Have you ever come across the word ‘ennui’? It’s pronounced “on-wee”, which I’m sure will make some of you giggle. It’s a French word that has been around since the 1600s and has kind of come back into vogue as a word to describe a sense of being bored or listless. It’s the emotion or term applied to that feeling you get when you have nothing ‘better’ to do, so we grab our phones and begin the ‘death scroll’ through social media posts and those videos that capture our attention. Disney’s new Inside Out 2 movie, which is coming out later in the year, also has a new emotion in the line up of emotions called, you guessed it – ‘Ennui’. Ennui is introduced, according to the trailer, flopped out on the couch on his phone.  

Essentially, there’s nothing wrong with ‘ennui’. We are all going to experience that from time to time but we have to be careful to not succumb to its gravity, and perhaps we can replace ennui with something else?  

At a conference I attended last week, the speaker, Sam Bloore from New Zealand, suggested that a replacement for ennui could be wonder and gratitude. Imagine if we could take a moment and shift our listlessness to thinking on the things that bring us both wonder, awe and gratitude? Imagine if we could do this as a community? Sam suggested that schools could be the places where we ‘resurrect’ wonder and gratitude and I like that idea!  

When was the last time you allowed something simple in creation to permeate your soul and awaken wonder and gratitude? Was it a beach, a tree, a shrub, a painting, a good meal, a child, an old person? Augustine wrote these words in relation to Psalm 26:

Let your mind roam through the whole creation; everywhere the created world will cry out to you: “God made me.” Whatever pleases you in a work of art brings to your mind the artist who wrought it; much more, when you survey the universe, does the consideration of it evoke praise for its Maker. You look on the heavens; they are God’s great work. You behold the earth; God made its numbers of seeds, its varieties of plants, its multitude of animals. Go round the heavens again and back to the earth, leave out nothing; on all sides everything cries out to you of its Author; nay the very forms of created things are as it were the voices with which they praise their Creator.  

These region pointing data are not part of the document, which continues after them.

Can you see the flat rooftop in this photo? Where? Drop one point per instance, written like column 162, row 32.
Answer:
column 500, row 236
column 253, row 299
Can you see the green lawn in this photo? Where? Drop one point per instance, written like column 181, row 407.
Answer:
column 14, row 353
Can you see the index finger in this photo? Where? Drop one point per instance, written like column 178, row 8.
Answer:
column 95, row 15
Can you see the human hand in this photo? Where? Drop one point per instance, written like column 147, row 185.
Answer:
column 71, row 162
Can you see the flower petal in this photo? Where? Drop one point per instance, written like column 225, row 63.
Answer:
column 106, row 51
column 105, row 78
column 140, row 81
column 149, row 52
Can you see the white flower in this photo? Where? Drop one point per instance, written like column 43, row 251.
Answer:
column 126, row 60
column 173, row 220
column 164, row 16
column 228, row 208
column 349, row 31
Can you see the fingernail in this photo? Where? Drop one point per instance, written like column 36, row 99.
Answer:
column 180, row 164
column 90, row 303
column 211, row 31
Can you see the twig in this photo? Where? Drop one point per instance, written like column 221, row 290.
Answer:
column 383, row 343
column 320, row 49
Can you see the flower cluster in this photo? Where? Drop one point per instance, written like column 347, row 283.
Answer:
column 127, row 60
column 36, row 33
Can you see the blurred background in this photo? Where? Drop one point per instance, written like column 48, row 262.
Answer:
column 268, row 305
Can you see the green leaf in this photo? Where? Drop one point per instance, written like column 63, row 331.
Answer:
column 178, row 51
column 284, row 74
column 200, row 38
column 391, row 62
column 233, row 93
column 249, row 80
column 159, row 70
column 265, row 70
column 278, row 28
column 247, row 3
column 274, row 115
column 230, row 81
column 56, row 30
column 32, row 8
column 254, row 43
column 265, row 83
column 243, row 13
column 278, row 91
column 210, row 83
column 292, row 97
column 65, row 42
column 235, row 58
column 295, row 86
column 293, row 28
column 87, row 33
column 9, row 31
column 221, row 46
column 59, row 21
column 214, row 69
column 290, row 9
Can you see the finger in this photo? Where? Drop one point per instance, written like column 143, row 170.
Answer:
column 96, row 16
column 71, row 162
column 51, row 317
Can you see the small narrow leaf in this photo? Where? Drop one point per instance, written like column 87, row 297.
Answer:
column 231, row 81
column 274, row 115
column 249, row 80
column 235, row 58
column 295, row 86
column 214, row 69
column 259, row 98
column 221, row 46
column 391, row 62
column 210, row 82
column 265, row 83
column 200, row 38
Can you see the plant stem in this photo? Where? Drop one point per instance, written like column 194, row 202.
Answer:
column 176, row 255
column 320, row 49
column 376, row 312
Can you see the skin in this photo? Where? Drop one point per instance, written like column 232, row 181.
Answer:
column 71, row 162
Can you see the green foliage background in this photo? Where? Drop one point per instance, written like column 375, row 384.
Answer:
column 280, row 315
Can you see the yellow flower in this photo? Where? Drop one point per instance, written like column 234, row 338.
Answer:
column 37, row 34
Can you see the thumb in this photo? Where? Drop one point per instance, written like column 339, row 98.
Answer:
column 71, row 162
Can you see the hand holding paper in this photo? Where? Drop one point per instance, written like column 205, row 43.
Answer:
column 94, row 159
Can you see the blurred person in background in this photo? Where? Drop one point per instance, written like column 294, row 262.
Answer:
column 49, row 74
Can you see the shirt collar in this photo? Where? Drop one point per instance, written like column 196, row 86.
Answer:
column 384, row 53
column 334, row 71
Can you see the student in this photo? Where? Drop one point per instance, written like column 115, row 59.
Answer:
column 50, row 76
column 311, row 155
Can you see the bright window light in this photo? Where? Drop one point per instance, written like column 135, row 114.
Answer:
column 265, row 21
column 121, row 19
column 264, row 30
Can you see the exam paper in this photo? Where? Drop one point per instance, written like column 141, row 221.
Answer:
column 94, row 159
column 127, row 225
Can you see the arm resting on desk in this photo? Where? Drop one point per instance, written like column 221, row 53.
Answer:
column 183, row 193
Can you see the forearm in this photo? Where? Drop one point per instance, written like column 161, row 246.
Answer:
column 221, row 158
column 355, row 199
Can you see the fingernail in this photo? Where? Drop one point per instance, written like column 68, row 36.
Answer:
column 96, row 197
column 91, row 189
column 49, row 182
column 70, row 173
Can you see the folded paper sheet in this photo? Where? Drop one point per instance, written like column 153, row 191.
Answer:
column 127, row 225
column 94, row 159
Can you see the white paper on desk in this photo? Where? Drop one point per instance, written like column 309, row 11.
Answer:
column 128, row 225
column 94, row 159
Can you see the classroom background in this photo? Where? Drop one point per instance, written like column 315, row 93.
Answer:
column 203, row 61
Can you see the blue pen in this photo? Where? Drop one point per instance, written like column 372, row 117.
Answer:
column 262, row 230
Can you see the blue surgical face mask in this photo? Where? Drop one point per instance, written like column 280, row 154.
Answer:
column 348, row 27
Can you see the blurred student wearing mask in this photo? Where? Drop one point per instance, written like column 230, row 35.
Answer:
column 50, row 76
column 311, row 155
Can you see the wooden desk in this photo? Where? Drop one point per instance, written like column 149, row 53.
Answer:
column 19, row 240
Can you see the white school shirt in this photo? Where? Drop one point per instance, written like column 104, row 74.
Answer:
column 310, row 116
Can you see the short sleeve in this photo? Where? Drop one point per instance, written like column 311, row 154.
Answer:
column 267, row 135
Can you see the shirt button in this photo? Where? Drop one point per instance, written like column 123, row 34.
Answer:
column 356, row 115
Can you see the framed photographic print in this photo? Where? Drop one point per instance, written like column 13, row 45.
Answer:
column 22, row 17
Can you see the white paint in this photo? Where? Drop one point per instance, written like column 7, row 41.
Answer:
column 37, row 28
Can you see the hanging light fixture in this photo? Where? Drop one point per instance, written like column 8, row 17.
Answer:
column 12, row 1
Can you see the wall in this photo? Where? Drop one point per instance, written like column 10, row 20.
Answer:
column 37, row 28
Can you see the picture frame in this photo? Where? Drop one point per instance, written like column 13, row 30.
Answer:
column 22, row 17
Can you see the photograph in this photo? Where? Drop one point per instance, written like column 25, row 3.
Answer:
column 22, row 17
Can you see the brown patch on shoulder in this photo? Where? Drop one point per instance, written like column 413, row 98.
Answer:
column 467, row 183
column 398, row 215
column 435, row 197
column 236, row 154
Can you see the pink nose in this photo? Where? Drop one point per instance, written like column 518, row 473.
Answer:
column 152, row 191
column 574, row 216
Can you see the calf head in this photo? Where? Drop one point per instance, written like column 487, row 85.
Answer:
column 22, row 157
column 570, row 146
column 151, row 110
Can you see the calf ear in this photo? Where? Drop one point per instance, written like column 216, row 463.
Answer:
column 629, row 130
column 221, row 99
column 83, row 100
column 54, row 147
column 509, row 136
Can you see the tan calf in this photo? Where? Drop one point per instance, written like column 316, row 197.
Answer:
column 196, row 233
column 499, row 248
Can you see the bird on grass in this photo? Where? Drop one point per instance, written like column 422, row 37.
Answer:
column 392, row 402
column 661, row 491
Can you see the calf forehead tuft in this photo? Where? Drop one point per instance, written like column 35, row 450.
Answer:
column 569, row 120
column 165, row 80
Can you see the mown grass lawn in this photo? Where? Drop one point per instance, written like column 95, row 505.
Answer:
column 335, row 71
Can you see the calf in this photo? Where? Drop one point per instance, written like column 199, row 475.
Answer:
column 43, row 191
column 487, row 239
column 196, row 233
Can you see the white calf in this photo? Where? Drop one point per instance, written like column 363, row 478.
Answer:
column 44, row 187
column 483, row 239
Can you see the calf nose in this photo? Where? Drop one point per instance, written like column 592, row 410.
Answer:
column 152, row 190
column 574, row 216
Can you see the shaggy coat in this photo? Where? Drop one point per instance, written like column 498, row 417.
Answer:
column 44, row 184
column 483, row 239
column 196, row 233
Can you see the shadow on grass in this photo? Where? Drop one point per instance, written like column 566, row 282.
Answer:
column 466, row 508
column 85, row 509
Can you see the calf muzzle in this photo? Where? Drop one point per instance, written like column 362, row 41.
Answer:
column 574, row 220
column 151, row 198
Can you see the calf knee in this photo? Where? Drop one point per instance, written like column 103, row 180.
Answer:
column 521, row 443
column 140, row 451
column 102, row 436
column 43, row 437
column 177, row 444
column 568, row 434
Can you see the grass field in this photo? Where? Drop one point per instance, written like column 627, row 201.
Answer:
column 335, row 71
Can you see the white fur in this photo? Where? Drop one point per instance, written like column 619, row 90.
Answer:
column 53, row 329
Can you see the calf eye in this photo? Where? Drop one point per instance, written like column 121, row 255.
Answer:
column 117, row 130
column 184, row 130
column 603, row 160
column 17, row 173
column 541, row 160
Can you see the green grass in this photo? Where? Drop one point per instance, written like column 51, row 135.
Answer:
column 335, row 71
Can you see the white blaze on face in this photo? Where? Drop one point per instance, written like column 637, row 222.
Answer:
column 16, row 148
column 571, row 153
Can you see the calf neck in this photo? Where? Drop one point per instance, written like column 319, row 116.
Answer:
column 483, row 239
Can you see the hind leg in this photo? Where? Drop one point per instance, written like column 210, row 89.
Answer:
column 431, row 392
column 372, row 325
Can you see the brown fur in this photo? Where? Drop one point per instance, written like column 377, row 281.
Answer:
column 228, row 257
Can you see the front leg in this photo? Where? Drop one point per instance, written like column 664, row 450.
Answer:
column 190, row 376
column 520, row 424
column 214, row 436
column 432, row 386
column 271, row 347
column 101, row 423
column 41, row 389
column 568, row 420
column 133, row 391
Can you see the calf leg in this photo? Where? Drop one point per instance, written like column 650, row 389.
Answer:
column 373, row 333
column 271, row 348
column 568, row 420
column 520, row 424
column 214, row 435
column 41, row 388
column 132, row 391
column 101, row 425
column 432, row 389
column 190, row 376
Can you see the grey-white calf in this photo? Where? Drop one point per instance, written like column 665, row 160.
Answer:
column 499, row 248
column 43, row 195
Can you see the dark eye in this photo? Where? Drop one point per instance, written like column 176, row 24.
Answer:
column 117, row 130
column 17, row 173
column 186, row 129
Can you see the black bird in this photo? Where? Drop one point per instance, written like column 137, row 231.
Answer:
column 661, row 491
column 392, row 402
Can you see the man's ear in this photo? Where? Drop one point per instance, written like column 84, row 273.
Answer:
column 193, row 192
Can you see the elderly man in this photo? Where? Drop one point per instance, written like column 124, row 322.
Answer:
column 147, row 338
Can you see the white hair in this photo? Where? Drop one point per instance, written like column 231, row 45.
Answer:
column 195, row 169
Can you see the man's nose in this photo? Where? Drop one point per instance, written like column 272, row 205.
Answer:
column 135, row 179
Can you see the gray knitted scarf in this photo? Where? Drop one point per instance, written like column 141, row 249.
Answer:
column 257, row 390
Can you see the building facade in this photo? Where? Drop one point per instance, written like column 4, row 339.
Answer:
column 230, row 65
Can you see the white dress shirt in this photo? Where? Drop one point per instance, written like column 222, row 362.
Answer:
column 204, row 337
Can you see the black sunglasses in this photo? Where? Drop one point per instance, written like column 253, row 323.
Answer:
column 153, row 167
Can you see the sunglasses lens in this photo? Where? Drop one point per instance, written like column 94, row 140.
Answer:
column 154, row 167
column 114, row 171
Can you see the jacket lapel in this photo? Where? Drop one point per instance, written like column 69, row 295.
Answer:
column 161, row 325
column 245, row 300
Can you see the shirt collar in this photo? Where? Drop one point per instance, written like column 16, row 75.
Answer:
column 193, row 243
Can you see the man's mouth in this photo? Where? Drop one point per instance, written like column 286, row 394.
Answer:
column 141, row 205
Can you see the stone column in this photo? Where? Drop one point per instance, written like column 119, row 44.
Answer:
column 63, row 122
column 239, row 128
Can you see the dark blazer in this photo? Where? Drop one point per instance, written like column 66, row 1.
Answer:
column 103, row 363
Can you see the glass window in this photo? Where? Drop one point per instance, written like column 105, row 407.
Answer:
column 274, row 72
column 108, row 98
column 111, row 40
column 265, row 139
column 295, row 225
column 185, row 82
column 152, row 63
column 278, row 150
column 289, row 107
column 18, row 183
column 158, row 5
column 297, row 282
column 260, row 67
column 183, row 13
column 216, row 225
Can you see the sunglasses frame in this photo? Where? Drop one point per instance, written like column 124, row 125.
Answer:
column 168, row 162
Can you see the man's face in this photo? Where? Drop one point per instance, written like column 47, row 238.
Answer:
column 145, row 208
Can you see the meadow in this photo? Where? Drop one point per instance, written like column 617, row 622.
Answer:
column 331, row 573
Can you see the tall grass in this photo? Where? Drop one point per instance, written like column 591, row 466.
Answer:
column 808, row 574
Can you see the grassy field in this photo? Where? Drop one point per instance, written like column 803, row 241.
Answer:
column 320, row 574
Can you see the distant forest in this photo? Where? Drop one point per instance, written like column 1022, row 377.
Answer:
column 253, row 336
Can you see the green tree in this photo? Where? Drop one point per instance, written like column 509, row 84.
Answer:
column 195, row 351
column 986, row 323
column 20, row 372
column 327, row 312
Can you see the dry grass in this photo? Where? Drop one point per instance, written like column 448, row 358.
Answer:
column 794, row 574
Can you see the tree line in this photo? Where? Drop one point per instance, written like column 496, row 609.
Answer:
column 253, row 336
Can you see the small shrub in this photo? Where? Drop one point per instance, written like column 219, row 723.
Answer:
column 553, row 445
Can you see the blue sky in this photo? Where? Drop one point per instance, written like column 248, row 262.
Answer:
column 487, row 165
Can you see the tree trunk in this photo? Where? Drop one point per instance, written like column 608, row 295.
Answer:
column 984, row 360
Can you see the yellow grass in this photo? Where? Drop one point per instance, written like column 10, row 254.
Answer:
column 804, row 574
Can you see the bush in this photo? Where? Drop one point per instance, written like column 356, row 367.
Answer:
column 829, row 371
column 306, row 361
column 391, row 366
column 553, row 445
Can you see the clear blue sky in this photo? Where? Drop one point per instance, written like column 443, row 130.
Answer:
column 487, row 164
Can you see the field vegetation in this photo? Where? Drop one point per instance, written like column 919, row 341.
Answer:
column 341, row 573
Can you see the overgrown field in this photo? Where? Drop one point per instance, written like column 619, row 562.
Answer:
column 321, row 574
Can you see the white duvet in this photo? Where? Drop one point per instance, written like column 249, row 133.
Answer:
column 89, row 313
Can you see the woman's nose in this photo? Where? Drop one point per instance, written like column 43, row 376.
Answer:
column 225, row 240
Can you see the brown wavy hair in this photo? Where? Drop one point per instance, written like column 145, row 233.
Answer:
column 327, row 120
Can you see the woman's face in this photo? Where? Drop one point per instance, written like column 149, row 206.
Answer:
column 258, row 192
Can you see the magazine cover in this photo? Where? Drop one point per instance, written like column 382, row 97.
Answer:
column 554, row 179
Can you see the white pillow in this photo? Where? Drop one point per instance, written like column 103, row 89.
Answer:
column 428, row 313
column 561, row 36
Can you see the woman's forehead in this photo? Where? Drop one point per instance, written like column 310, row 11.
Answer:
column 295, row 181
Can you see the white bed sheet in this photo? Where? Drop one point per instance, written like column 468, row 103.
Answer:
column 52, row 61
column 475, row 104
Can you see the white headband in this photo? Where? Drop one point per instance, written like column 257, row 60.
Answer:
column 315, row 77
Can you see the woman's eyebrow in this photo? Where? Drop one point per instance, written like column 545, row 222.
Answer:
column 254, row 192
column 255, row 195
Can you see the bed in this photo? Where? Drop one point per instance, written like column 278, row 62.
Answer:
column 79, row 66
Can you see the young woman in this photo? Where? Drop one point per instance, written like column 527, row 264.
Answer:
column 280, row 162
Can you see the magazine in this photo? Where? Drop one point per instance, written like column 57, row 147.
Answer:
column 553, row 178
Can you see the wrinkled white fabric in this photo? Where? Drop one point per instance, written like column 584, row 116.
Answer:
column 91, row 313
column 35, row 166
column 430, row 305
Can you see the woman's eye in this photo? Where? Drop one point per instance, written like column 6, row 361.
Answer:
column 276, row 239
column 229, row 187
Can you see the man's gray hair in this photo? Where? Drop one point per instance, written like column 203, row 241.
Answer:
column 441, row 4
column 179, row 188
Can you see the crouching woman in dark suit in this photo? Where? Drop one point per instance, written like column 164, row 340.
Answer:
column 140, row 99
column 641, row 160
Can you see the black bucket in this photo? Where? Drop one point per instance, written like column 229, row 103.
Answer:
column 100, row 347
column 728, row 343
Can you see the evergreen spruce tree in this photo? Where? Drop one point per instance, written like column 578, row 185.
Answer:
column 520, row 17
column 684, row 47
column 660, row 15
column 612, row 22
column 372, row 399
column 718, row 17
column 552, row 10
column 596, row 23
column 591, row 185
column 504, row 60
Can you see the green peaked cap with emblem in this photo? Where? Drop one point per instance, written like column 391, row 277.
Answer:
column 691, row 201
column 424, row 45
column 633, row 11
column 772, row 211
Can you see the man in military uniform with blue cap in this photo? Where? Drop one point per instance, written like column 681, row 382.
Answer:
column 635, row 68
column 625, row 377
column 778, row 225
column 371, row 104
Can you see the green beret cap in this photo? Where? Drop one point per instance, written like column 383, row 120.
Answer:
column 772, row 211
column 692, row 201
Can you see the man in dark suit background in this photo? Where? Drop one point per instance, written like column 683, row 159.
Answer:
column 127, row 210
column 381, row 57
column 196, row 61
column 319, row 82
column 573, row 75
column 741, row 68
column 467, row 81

Augustine understood wonder and gratitude and he found it in the everyday ordinariness of life. I’m trying to work on that in my own life and to be honest, I don’t have to try too hard. It’s in the giggle of a Preppie, it’s in the warmth of our staff devotions, it’s in the lemon scent of the trees in our office car park, it’s in the smiles of our ladies at the front desk, it’s in the fun of a game of four square, it’s in the praise at our Whole School Assembly, it’s in the common room at Ranges TEC. Let’s work together to awaken and resurrect wonder and gratitude in our own lives and who knows, we might just inspire someone else.